Clarification from military Mideast watcher on Iran's Expediency Council

Got this email from a nice major who often sends me stuff:
†† One minor point of clarification, the Council for Determining the Expediency of the Islamic Order (CDE) headed by Rafsanjani is not a new body. It was created in 1988 by Ayat Allah Khomeni to arbitrate disputes between the hardline Guardians Council and the popularly elected Majles (Parliament). The CDE also advises the Supreme Leader (Khameni) on political, scientific, and economic matters through a "think tank" called the Center for Strategic Research (also headed by Rafsanjani). The former President Khatami was recently given membership in the CSR.
†
Khameni has expanded the CDE's powers and given it oversight over all three branches of government (under his guidance of course). The Cabinet and Majles are upset by this and a rift among the hardliners is developing.
Excellent information, for which I am most grateful.
So the "newness" of the Expediency Council since the last election is that it now mediates and oversees not just the mullahs-parliament relationship, but now also the parliament-cabinet and cabinet-mullahs relationships, bringing the cabinet under its wing. Clearly, the mullahs feared the outcome of the election would be a shift too far in the direction of the hardliners under the new president, and so moved the reformist (and losing presidential candidate Rafsanjani) into the post of head of this council. If you analogize the mullahs to the Supreme Court, the Parliament to our Congress, and the Cabinet to the Executive Branch, then the Expediency Council becomes the Supreme Leader's way of making sure the fights between the three branches don't get out of control, meaning no one gets too far out of line.
Fascinating huh? Ahmadinejad the hardliner gets elected. You'd think the mullahs would rejoice, but the Supreme Leader puts him on a leash, and then hands that leash to the reformist (Rafsanjani) whom Ahmadinejad just defeated in the election.
Imagine how pissed off that makes him get. Then imagine how he feels when Rafsanjani starts talking about being more realistic and less inflammatory about their nuclear program, suggesting the government should be more willing to negotiate.
Then Ahmadinejad takes the opportunity of the annual Death-to-Israel day to declare (big surprise) that he wants death to Israel. It's a calculated trick, of course, that brings plenty of condemnation from abroad and soothing words from Rafsanjani.
As my major noted, there are clearly internal rifts developing in Iran. My point is, why aren't we engaging them on this in order to exploit them?
Instead, Condi says no direct talks, leaving Ahmadinejad to play the world like a guitar with calculated outbursts like this, knowing as he does how this inflames Israel's supporters in the U.S., considered a powerful lobby in DC.
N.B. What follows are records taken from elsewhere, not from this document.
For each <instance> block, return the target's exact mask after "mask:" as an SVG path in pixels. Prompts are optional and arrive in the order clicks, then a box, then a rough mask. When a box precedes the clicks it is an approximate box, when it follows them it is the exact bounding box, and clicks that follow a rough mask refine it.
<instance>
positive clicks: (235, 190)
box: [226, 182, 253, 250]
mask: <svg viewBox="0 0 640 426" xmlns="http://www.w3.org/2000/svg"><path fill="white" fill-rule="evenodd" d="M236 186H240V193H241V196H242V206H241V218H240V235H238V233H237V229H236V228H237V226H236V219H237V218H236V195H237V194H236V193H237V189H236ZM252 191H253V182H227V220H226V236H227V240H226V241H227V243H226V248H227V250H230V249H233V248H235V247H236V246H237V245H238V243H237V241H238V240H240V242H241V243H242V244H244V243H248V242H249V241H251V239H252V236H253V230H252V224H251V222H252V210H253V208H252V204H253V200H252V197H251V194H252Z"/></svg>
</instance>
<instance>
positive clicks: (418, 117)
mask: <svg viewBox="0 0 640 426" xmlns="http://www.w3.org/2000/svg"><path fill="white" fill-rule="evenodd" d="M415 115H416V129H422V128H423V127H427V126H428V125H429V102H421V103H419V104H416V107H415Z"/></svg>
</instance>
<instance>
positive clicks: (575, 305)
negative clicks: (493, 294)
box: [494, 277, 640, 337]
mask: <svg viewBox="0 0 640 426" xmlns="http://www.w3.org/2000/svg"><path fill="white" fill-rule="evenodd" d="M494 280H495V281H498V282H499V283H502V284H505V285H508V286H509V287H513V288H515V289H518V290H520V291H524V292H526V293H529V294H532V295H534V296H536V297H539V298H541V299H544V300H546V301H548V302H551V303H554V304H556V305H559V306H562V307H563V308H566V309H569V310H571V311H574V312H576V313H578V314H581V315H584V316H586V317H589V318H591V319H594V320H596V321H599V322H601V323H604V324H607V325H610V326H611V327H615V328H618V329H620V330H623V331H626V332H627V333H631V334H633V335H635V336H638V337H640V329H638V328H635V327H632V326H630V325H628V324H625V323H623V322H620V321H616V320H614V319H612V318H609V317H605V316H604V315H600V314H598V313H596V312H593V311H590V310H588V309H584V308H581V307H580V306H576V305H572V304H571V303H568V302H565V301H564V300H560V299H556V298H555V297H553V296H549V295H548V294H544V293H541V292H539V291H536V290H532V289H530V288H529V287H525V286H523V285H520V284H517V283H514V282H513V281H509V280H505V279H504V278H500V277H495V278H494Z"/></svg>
This is the oldest trick in the book: work up a vocal interest group in the U.S. and on that basis win a standoff with the Americans instead of any serious negotiations which, obviously, Ahmadinejad hopes to avoid.
Can't be a hardliner if you negotiate, so to remain a hardliner, duck negotiations by employing inflammatory words that do unto your enemy what you fear he will do unto you: divide you from within and conquer on that basis.
Can I get a "duh" from the State Department?
All right, the bow-tie crowd probably knows this reality better than most and I'm sure they're frustrated at having their hands tied so by the White House. I know for a fact than many in the military are certainly frustrated by this. Hell, even Bush has complained publicly about the lack of leverage. So why do we stick with this Castro-like approach that plays into the hands of the hardliners?
Lack of imagination, pure and simple.
Lack of imagination is the hallmark of realism. Realists know what they know, and they're happy with that.
As my Dad liked to joke, "You read that in a book somewhere?"
Realists read security and history and military books like crazy. What they don't read enough is the Wall Street Journal.